James Brown was up next at the retreat, telling the board of the water use from the Cornish Creek plant and that to reach its maximum capacity of 25 million gallons per day it would need to upgrade the chlorine system; upgrade solids handling capacity; increase the size of emergency back-up generator; upgrade high service pumping capacity and increase size of the transmission line; increase raw water intake capability; and other chemical system upgrades.
He also listed concerns on the Williams Street Water Treatment Facility stating it needed assessment of: raw water transmission from City Pond to Williams Street; raw water intake at City Pond; remaining storage capacity of City Pond; booster pump at City Pond to Williams Street; raw water transmission from the Alcovy River to City Pond; and raw water intake at Alcovy River.
In a letter laying out these issues to the board, Brown wrote, that he “recommended to the BOC that we invite all members of the Newton County Consecutive Water System, including the City of Covington and Newton County Water and Sewer Authority, to have a seat at the table as we discuss insuring an adequate water supply for the citizens of Newton County.
County Attorney W. T. “Tommy” Craig then laid out the process of the 404 permit for the Bear Creek Reservoir supply project, urging the board not to give up.
“In Athens we got to the point where elected official from four counties were ready to throw in the towel,” Craig said. “People are that way; people can be discouraged and try not to persist. I say to you it’s not that way. If you stay the course you win, if you quit you never win.”
Ronnie Cowan was the next guest presenter at the retreat, answering questions about the citizen committee’s form of government report.

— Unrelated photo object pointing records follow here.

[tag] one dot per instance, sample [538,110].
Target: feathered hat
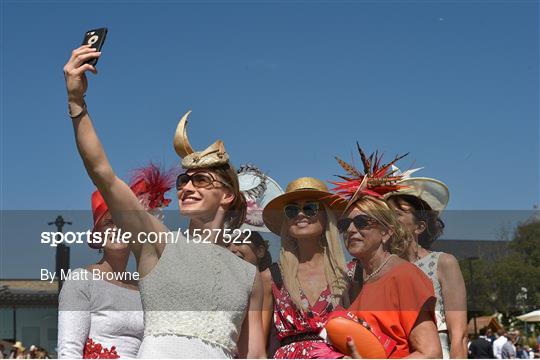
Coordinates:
[149,184]
[212,156]
[376,180]
[258,189]
[434,192]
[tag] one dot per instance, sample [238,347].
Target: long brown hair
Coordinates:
[380,211]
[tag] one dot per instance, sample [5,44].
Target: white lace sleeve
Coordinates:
[73,318]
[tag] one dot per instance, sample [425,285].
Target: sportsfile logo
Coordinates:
[110,235]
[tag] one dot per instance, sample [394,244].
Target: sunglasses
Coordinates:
[360,221]
[309,209]
[198,179]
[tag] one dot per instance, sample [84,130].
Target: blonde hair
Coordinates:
[334,262]
[379,210]
[236,213]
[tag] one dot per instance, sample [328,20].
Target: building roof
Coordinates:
[29,292]
[462,249]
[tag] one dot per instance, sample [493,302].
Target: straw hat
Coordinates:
[305,188]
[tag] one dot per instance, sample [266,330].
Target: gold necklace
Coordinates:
[376,271]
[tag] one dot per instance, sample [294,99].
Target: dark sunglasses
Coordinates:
[309,209]
[360,221]
[198,179]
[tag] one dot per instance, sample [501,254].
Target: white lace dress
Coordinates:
[195,301]
[108,314]
[429,265]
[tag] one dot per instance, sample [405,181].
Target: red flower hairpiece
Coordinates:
[150,184]
[376,180]
[93,350]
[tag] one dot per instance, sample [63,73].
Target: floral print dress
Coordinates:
[290,321]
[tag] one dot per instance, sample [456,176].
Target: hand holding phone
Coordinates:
[95,38]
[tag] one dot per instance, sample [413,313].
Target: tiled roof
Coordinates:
[28,292]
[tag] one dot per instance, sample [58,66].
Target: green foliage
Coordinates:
[498,285]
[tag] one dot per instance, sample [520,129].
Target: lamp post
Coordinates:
[470,260]
[62,250]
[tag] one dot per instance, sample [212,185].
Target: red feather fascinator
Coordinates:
[376,180]
[149,184]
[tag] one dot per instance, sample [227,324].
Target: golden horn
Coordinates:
[181,143]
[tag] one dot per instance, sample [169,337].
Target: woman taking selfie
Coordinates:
[104,317]
[310,278]
[199,300]
[418,205]
[396,298]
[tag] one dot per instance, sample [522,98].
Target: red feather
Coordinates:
[150,185]
[380,180]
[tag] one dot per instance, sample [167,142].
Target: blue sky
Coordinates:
[286,85]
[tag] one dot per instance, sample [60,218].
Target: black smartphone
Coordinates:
[95,38]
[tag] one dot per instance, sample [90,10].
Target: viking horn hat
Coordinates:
[213,156]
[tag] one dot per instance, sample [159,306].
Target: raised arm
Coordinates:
[455,304]
[73,318]
[126,211]
[267,305]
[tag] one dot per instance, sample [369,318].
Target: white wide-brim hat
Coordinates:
[259,189]
[434,192]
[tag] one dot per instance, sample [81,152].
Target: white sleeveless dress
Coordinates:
[195,301]
[429,265]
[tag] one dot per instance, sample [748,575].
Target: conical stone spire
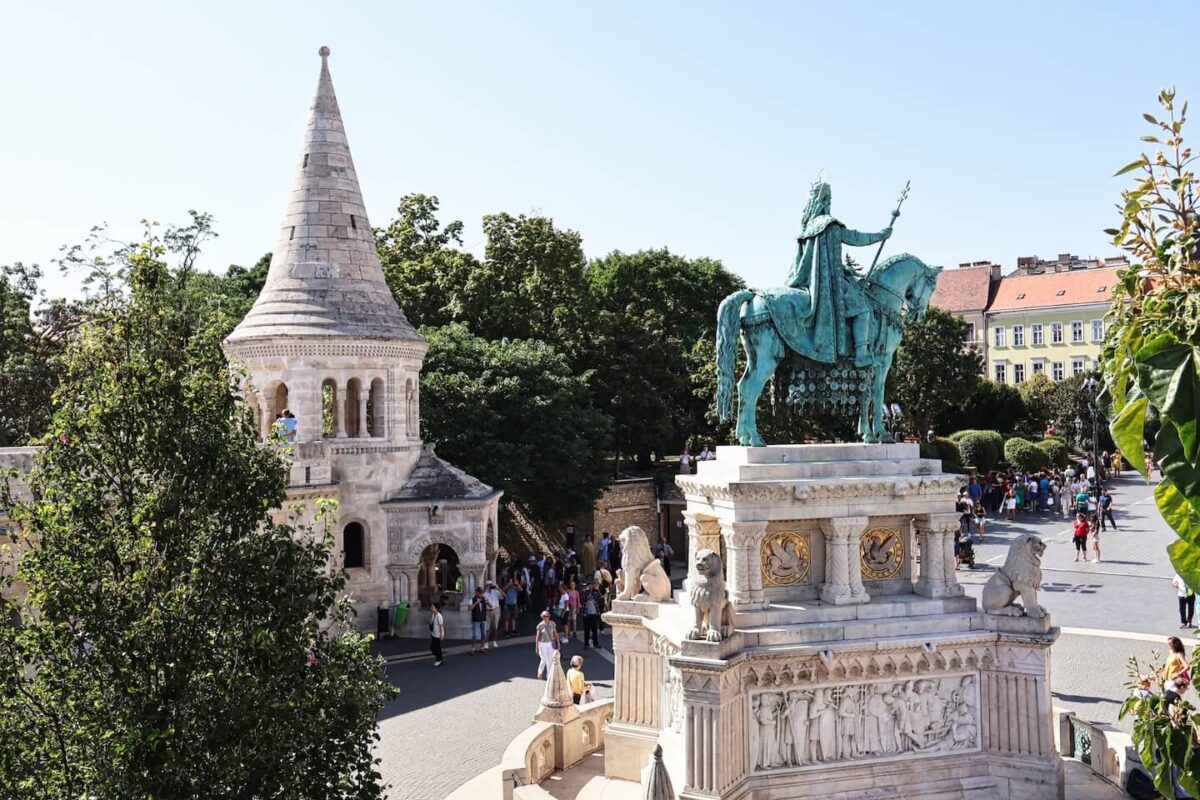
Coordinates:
[325,278]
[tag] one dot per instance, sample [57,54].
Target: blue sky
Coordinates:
[696,126]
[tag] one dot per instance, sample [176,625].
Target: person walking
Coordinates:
[545,642]
[478,623]
[1080,536]
[1187,601]
[1176,675]
[437,632]
[576,680]
[592,605]
[495,599]
[1107,510]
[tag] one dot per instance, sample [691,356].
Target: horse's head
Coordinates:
[919,290]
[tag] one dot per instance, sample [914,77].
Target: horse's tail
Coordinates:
[727,318]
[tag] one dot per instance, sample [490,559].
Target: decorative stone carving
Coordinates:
[714,618]
[822,725]
[655,781]
[881,553]
[785,558]
[642,573]
[1020,577]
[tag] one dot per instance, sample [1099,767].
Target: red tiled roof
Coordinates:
[1054,289]
[963,289]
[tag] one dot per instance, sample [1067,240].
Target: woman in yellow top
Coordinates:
[575,679]
[1176,675]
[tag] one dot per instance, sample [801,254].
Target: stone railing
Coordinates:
[545,746]
[1104,749]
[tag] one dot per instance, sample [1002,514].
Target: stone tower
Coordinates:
[327,341]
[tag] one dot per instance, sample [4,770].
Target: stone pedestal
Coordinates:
[847,674]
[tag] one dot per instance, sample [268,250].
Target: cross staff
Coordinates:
[894,215]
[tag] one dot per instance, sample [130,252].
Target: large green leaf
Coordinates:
[1127,429]
[1186,560]
[1174,463]
[1167,374]
[1180,513]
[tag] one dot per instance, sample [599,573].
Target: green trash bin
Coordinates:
[401,615]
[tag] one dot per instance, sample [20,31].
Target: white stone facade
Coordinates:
[855,671]
[327,341]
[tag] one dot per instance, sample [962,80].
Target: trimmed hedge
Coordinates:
[978,449]
[1025,456]
[1055,450]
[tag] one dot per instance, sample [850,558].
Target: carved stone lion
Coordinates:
[714,618]
[645,578]
[1020,577]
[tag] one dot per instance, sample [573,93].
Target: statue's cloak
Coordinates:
[810,312]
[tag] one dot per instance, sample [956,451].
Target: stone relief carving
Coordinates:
[802,727]
[785,558]
[881,553]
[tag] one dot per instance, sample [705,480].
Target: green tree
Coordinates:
[515,415]
[173,642]
[990,405]
[1151,367]
[934,371]
[653,307]
[31,342]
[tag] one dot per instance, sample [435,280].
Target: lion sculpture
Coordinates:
[714,617]
[645,577]
[1020,577]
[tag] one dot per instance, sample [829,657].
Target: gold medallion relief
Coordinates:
[882,553]
[785,558]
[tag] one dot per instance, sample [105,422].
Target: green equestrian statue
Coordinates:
[840,329]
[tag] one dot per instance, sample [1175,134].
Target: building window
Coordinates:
[353,546]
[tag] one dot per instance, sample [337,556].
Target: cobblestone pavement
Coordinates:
[453,722]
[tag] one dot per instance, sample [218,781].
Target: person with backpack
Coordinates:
[592,605]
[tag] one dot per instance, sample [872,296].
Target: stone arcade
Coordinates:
[851,671]
[327,341]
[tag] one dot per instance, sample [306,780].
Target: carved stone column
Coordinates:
[844,572]
[364,432]
[935,533]
[743,576]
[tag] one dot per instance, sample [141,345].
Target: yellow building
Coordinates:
[1050,322]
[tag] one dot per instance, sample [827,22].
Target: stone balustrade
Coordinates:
[545,746]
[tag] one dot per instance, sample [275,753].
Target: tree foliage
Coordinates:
[934,371]
[990,405]
[515,415]
[1151,366]
[173,642]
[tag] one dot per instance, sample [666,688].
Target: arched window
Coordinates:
[328,408]
[375,408]
[353,546]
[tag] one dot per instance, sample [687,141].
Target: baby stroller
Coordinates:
[964,551]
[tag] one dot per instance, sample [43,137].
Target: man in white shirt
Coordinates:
[495,597]
[437,632]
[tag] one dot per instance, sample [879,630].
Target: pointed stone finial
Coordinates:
[556,702]
[655,781]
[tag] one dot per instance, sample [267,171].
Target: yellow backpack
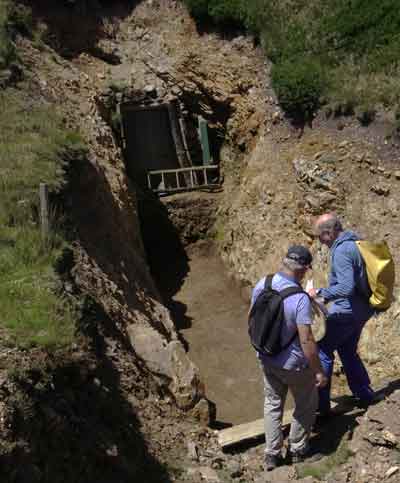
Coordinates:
[380,272]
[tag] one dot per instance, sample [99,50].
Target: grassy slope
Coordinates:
[34,148]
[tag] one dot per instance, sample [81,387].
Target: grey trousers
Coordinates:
[301,384]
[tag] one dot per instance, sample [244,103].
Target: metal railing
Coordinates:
[183,179]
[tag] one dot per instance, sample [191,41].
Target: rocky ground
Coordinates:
[118,412]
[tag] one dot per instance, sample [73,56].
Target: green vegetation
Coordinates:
[7,48]
[344,53]
[34,148]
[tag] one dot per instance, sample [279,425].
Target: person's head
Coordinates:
[328,227]
[297,261]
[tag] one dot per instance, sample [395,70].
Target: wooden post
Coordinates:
[205,146]
[44,210]
[185,144]
[173,121]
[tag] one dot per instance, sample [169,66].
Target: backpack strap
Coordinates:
[287,292]
[268,282]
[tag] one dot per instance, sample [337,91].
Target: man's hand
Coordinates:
[320,380]
[312,293]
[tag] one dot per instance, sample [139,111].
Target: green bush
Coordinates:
[299,84]
[353,42]
[7,47]
[219,11]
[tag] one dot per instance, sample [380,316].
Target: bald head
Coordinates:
[328,227]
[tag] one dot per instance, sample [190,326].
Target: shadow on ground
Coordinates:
[76,26]
[72,422]
[166,255]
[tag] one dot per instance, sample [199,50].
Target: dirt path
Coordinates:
[216,333]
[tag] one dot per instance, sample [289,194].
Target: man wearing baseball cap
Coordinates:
[296,368]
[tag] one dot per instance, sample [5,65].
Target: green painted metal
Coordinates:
[205,146]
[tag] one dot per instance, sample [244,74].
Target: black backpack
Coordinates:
[266,318]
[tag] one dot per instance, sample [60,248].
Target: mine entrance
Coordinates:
[149,144]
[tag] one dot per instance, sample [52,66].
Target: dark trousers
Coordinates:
[342,335]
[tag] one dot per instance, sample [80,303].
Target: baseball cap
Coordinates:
[300,254]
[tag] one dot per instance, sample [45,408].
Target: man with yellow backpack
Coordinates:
[360,282]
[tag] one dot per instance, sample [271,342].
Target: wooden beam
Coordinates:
[203,136]
[254,429]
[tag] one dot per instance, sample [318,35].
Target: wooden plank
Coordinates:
[182,170]
[203,136]
[254,429]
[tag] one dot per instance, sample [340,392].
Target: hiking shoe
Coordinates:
[374,399]
[295,457]
[272,461]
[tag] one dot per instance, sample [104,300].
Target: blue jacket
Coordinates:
[348,283]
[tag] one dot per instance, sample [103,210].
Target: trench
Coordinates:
[209,312]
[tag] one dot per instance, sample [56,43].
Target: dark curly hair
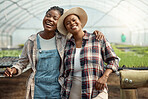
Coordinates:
[61,10]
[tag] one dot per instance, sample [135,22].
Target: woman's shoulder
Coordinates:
[33,36]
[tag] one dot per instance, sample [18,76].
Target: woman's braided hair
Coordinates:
[56,8]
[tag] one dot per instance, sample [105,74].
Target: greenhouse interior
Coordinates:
[124,23]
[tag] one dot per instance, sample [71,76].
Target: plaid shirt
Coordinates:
[92,57]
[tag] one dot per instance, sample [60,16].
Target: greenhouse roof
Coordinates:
[14,13]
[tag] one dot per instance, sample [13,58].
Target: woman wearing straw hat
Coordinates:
[44,52]
[84,73]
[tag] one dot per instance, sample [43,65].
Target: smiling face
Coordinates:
[50,20]
[72,24]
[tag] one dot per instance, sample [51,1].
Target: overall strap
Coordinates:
[38,43]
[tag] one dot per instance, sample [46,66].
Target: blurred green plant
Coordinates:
[130,56]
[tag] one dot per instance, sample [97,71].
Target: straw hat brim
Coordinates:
[76,10]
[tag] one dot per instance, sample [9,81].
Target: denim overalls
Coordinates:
[47,73]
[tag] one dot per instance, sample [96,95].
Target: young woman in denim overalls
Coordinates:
[43,82]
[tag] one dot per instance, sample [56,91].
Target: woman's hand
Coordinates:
[99,35]
[9,72]
[101,82]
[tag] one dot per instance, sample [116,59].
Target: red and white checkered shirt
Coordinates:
[92,57]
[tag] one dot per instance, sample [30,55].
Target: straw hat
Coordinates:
[76,10]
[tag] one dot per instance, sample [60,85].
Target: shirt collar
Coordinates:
[85,37]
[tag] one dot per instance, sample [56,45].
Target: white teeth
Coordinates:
[74,27]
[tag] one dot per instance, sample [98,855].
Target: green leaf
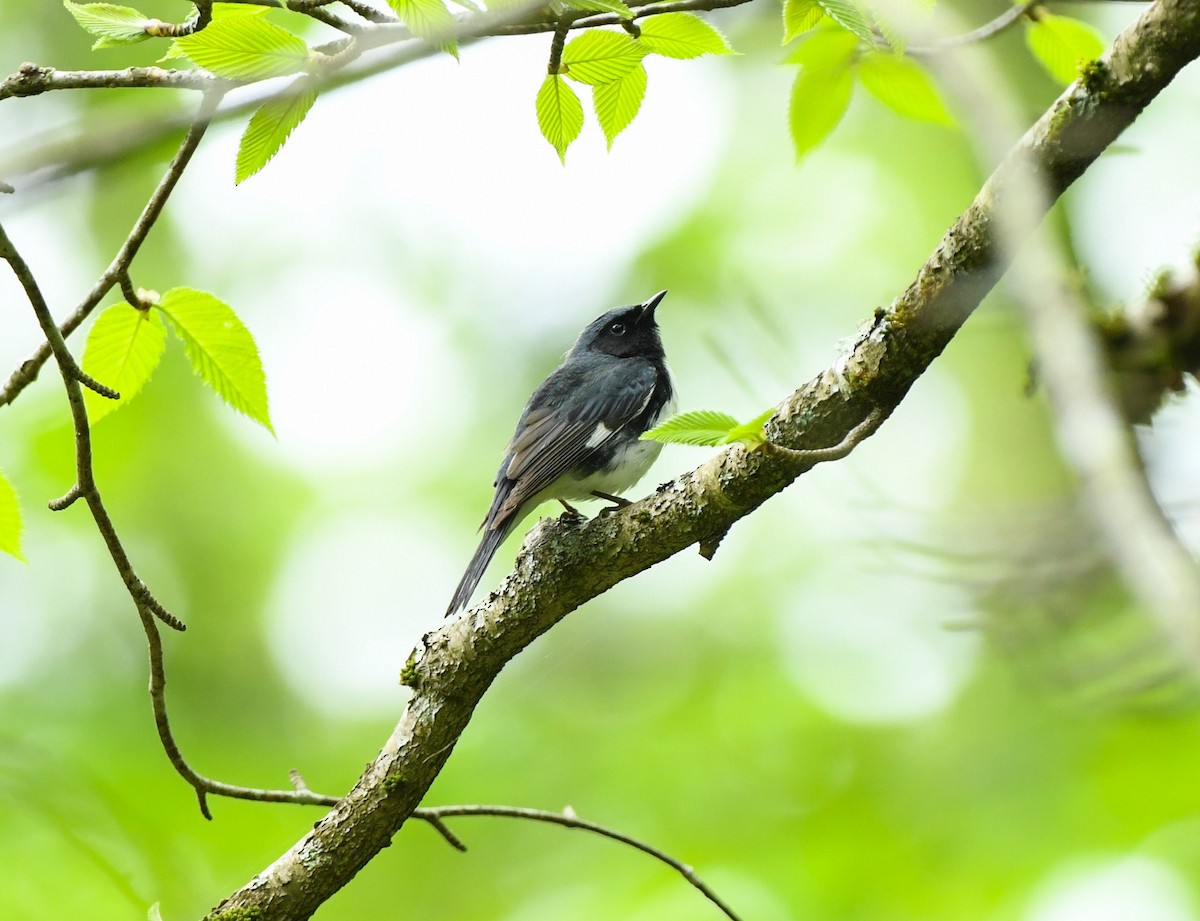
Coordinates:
[10,519]
[617,102]
[245,48]
[703,427]
[559,113]
[820,97]
[429,19]
[1061,44]
[751,433]
[825,49]
[849,16]
[601,6]
[599,56]
[900,84]
[225,11]
[270,127]
[114,24]
[221,349]
[124,348]
[801,16]
[683,36]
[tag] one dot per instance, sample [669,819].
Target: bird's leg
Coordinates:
[574,513]
[617,501]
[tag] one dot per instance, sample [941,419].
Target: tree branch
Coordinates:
[119,269]
[565,564]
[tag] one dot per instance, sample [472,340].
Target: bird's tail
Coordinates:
[492,540]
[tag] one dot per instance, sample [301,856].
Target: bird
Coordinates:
[580,434]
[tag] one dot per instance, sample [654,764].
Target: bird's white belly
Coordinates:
[625,470]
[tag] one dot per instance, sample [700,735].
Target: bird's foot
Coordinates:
[617,501]
[571,513]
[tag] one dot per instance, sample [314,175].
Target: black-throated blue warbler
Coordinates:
[580,434]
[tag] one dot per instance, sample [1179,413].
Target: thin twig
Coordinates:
[202,784]
[834,452]
[1092,435]
[988,30]
[85,487]
[119,268]
[558,42]
[570,820]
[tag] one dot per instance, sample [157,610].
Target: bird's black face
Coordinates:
[625,332]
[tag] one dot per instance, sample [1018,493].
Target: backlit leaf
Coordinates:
[10,519]
[559,113]
[429,19]
[617,102]
[221,349]
[820,97]
[270,127]
[246,48]
[124,348]
[799,16]
[601,6]
[114,24]
[900,84]
[599,56]
[701,427]
[823,49]
[849,16]
[1061,44]
[751,433]
[683,36]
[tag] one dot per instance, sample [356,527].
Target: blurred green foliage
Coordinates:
[756,716]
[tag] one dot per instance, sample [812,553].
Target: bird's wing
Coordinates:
[549,441]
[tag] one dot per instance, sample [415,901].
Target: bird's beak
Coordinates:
[648,307]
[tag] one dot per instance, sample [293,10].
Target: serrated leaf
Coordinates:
[221,349]
[682,36]
[1062,44]
[850,16]
[270,127]
[10,519]
[114,24]
[825,49]
[751,433]
[900,84]
[599,56]
[820,97]
[223,11]
[701,427]
[245,48]
[601,6]
[559,114]
[617,102]
[124,348]
[429,19]
[801,16]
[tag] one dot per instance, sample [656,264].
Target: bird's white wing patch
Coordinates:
[598,434]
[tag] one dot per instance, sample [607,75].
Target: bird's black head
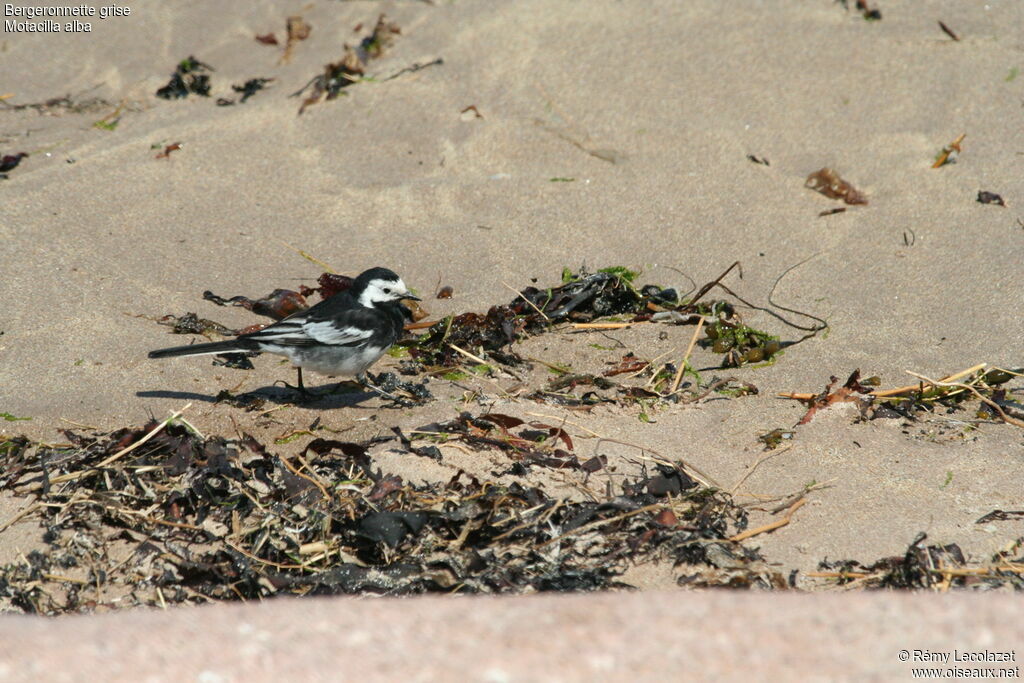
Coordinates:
[380,286]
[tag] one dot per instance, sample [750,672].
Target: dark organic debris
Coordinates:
[279,304]
[351,67]
[10,162]
[582,298]
[190,76]
[525,442]
[869,13]
[166,154]
[827,182]
[936,567]
[922,399]
[190,324]
[297,30]
[774,438]
[194,519]
[1000,515]
[58,105]
[852,390]
[989,198]
[949,32]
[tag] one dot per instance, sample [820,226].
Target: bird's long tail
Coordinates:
[229,346]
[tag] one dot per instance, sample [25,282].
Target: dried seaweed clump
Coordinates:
[352,65]
[932,567]
[162,515]
[190,76]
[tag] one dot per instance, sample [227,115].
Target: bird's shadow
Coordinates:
[321,398]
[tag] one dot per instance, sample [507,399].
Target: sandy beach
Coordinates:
[486,147]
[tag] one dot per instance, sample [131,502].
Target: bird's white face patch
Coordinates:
[379,291]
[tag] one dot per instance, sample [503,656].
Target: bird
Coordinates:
[342,335]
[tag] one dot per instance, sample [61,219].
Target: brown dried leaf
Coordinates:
[828,182]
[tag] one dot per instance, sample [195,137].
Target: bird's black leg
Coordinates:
[300,389]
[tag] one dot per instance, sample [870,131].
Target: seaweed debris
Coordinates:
[931,567]
[911,401]
[190,76]
[827,182]
[247,89]
[160,514]
[949,154]
[990,198]
[582,298]
[351,68]
[10,162]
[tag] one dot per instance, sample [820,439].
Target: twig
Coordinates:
[892,392]
[604,326]
[601,522]
[72,476]
[308,257]
[686,357]
[988,401]
[767,456]
[468,354]
[778,523]
[412,70]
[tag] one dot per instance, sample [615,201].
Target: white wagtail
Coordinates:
[343,335]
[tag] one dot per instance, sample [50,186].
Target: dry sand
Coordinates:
[96,233]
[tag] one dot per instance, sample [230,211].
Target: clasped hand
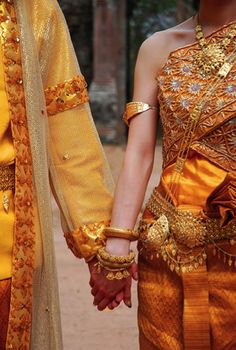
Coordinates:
[110,293]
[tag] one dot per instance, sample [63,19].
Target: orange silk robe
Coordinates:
[194,310]
[7,156]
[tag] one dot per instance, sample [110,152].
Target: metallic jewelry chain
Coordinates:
[212,56]
[191,125]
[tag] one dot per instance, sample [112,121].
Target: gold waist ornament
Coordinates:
[181,237]
[7,183]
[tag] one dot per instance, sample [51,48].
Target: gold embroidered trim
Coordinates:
[67,95]
[19,326]
[180,84]
[134,108]
[181,237]
[86,240]
[7,177]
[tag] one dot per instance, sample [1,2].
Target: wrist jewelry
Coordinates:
[104,255]
[116,232]
[115,266]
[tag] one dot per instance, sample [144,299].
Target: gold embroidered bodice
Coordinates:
[180,86]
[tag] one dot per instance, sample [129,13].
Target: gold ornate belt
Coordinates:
[181,236]
[7,182]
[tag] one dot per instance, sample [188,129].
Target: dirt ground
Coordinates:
[85,328]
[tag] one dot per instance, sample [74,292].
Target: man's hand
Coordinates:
[110,293]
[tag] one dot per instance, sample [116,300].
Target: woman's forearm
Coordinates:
[129,196]
[131,190]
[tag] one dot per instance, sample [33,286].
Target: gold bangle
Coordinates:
[102,252]
[114,265]
[116,232]
[117,275]
[134,108]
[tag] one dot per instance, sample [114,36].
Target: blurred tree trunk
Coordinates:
[180,11]
[80,22]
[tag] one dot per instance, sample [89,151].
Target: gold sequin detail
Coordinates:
[179,86]
[7,177]
[86,240]
[181,237]
[66,95]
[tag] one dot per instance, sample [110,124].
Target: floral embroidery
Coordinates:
[86,240]
[181,86]
[19,328]
[66,95]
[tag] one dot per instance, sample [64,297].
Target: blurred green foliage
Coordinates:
[145,17]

Among the items on the report were putting the day-to-day operation of the county under a county manager and giving the county chairman veto power on votes made by the BOC of 3-2.
Commissioner John Douglas said he thought that proposed chairman should have a lower salary and that he didn’t understand why under the new guidelines the chair would have veto powers.
“Frankly it doesn’t make sense for me that they would strip all authority away from the chairman and then turn around and give him veto authority,” Douglas said.
Commissioner Nancy Schulz and Ellis said they think the chairman should be full time even if he had his power stripped due to the amount of people who would need his attention and the number of meetings required to attend.
Schulz, Douglas, Sims and Levie Maddox all agreed with most of the form of government’s proposal and wanted to use it as a baseline for a form of government work session scheduled for Monday.
J.C. Henderson, however, didn’t think a new form of government was needed, saying, “If it isn’t broke don’t fix it.” He then asked if the requirement for changing the charter was a 4-1 vote or if a unanimous vote was needed.